Sunday 23 September 2007

My second tongue


Carla Bruni is an Italian that writes and sings in French. Julie Delpy is a French that writes and sings in English. This, in addition to the easiness I have expressing myself in English makes me wonder what is it that makes writing (personal stuff or not) in another language so compelling and eventually so effective as well…

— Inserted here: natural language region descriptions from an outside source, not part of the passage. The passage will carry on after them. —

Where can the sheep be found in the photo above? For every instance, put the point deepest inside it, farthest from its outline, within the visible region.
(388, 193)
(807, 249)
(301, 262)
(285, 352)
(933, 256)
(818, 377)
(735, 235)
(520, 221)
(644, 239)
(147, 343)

Could it be that this way one can take some distance from the emotionality our own mother tongue is usually packed with, and moving away from that we can be more accurate in what we want to say? In Greek I am inclined to pretend to write with various literary mannerisms, whereas in English I cannot do that. In English it’s just me and my clumsy thoughts. I can be honest: words carry no weight, for me they have no more meaning than what I give them on the very moment I use them. In Greek, I am tragic, I write heavily, I make no sense. I am lost in my literary aspirations to be a novelist, to write the perfect sentence that I will read afterwards and weep. In English I am ok however, I aspire nothing, I only want to say the truth.
Julie’s French accent is nice, it carries over a distance from her songs that although they are so personal and tragic (“My heart will stay yours until I die” for example) you cannot believe she means everything as tragically as she puts it. And this does not mean that she is insincere or that her songs are phoney, it just means that she is detached from them when she sings them and therefore they seem more believable. She doesn’t seem to have written to them on the spur of the moment, they don’t seem emotional songs. So people, I can take them seriously: they are not the songs of a fragile, passionate, weeping woman. They were written after a certain amount of thought. They seem songs that stemmed from heavy emotions but they were written and performed in cold blood. She wrote them with a cool head, that’s why they are so good, and she wrote them with a cool head that’s why they’re in English.
In praise of the second language then, don’t write in your mother tongues people or you’ll be soppy. Detach yourselves. C’est cool!